Avoid using instructions with immediate values that require a length-changing prefix. The most common scenario for those is 16-bit immediate in 32-bit code.
You can use the VTune(TM) Performance Analyzer to count the number of slow decoder activations by using the LCP stall event.
The following C code stores a constant 0x5000 to a short variable:
short a;
int foo()
{
a = 0x5000;
}
The following table provides an example of assembly with an LCP stall and alternative code without the stall.
Assembly Alternative 1: with LCP Instruction, 2 Instructions |
Assembly Alternative 2: No LCP, 3 Instructions |
---|---|
mov word ptr a,0x5000 ret |
mov eax,0x5000 mov word ptr a,ax ret |
|
Performance relative to Alternative 1: 400% |
The slow length decoder is activated when processing instructions with a false LCP. This happens in the following cases:
When a 0xF7 instruction following an operand-size prefix (0x66) are processed. The 0xF7 instructions are: neg, not, mul, imul, div, and idiv of 16-bit values.
When an instruction with an operand-size prefix and modr/m starts at offset 14. The offset is relative to the fetch line, which is 16-byte aligned on 16-byte boundary. The first byte of the opcode is at offset 14, the instruction starts at offset 13, assuming that the operand-size prefix is the only prefix.

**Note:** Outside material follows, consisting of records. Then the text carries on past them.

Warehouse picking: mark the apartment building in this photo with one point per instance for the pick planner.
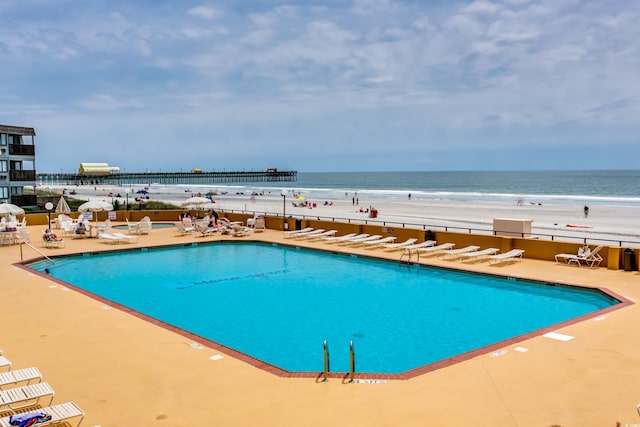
(17, 165)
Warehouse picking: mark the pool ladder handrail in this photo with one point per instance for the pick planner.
(326, 362)
(352, 360)
(410, 253)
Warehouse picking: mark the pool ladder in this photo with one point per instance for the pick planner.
(326, 362)
(409, 254)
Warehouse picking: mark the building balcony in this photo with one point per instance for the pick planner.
(22, 175)
(22, 150)
(24, 200)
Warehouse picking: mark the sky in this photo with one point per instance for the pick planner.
(353, 85)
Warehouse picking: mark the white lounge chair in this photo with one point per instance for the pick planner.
(181, 229)
(513, 254)
(435, 250)
(28, 395)
(476, 256)
(416, 246)
(108, 238)
(239, 230)
(5, 363)
(124, 238)
(58, 413)
(292, 233)
(20, 375)
(378, 242)
(328, 233)
(592, 259)
(457, 253)
(339, 238)
(259, 225)
(309, 233)
(360, 241)
(398, 246)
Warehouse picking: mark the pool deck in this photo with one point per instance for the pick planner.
(124, 370)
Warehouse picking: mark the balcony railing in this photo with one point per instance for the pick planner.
(25, 200)
(22, 150)
(22, 175)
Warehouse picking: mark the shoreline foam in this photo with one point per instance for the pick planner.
(615, 223)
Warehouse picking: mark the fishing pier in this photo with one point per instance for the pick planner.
(191, 177)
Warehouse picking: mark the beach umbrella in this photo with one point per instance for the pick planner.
(62, 206)
(196, 201)
(9, 209)
(95, 206)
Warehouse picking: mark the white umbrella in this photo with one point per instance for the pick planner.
(196, 201)
(63, 206)
(95, 206)
(9, 209)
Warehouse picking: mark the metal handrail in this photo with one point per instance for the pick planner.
(433, 227)
(35, 249)
(326, 367)
(352, 360)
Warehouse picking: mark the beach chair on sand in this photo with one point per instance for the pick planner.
(591, 258)
(513, 254)
(457, 253)
(55, 414)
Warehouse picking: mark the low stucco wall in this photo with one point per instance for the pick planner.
(534, 248)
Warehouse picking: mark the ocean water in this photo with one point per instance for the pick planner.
(612, 188)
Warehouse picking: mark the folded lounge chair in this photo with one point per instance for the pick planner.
(124, 238)
(5, 363)
(435, 250)
(308, 233)
(378, 242)
(328, 233)
(457, 253)
(342, 238)
(397, 246)
(292, 233)
(477, 256)
(360, 241)
(20, 375)
(28, 395)
(52, 414)
(513, 254)
(592, 258)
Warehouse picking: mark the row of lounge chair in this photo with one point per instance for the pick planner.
(409, 246)
(18, 402)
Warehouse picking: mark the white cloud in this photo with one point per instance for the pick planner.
(354, 73)
(205, 12)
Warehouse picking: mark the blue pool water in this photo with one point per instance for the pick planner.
(278, 303)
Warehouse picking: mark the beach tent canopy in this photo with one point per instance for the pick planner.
(62, 206)
(97, 169)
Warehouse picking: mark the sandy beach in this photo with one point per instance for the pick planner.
(564, 222)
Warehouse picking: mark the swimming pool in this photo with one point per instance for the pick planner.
(279, 303)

You can use the VTune(TM) Performance Analyzer to count the LCP stall events.
Avoid using 0xF7 instructions with the 0x66 prefix.

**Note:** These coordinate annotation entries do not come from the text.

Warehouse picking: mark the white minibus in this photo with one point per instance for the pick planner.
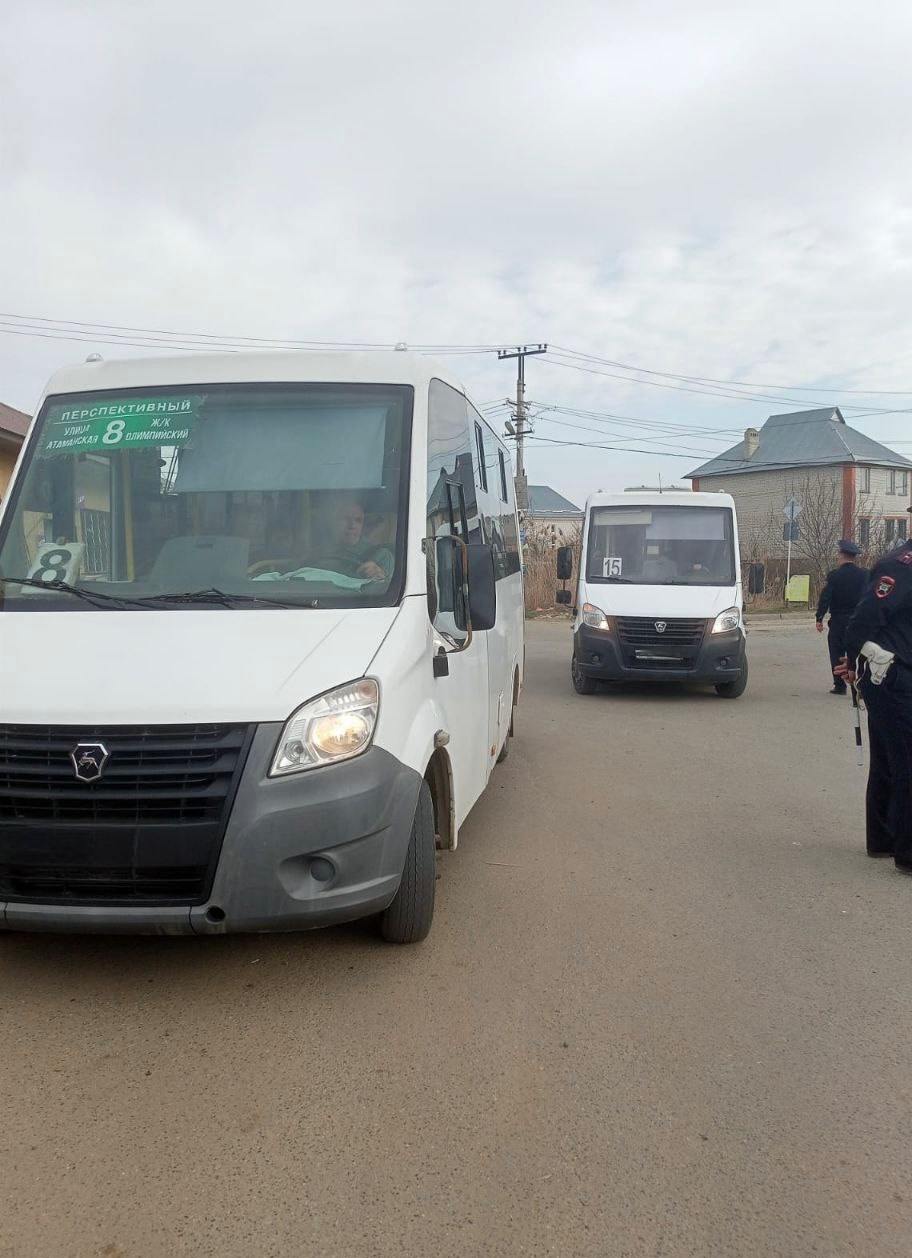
(261, 643)
(658, 594)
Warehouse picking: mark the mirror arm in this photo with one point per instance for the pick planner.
(467, 643)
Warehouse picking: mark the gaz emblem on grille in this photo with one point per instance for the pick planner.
(88, 760)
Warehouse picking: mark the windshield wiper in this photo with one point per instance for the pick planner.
(219, 599)
(94, 596)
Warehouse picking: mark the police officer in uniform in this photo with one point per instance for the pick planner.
(844, 586)
(883, 618)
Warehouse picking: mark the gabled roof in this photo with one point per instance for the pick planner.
(545, 501)
(13, 423)
(803, 438)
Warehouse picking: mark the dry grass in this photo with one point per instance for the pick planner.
(540, 561)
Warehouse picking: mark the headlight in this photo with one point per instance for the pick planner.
(333, 727)
(727, 622)
(594, 617)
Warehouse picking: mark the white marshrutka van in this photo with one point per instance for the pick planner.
(658, 591)
(261, 643)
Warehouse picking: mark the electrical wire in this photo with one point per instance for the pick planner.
(745, 384)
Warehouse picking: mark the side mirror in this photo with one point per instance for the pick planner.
(482, 586)
(448, 585)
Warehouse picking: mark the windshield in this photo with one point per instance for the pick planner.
(269, 493)
(661, 545)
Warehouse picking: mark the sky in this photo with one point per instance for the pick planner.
(708, 191)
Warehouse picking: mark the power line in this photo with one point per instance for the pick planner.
(745, 384)
(147, 332)
(560, 361)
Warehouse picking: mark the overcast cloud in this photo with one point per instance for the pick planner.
(710, 189)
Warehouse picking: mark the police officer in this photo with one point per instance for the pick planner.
(844, 586)
(883, 618)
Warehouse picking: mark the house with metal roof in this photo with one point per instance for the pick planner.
(845, 483)
(549, 510)
(14, 424)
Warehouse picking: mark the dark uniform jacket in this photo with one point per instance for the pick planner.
(884, 613)
(844, 588)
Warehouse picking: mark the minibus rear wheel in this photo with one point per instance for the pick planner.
(408, 918)
(583, 684)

Using an instruction with operand-size prefix and modr/m that starts at offset 14, add a NOP before the instruction or re-schedule the instructions to change the 0x66-prefix instruction alignment.
The following C code negates a 16-bit value.
short a;
void foo()
{
a = -a;
}
The following table provides an example of assembly with a false LCP stall and alternative code without the stall:
Assembly Alternative 1: False LCP, 2 Instructions |
Assembly alternative 2: No LCP, 4 Instructions |
---|---|
neg word ptr a ret |
movsx eax,word ptr a neg eax mov word ptr a,ax ret |
|
Performance relative to Alternative 1: 181% |
Avoid using 16-bit variants of 0xF7 instructions.
The slow-length decoder is activated twice when:
The instruction has a modr/m byte in its encoding and invokes the slow decoder either from true LCP or false LCP, as described above.
The instructions starts at offset 14 or 15 of a fetch line (the location is specified for the first opcode byte, the operand-size prefix appears one byte before).
Double activation of the slow decoder creates an 11-cycle decode bubble instead of the five cycles caused by a single slow decoding operation.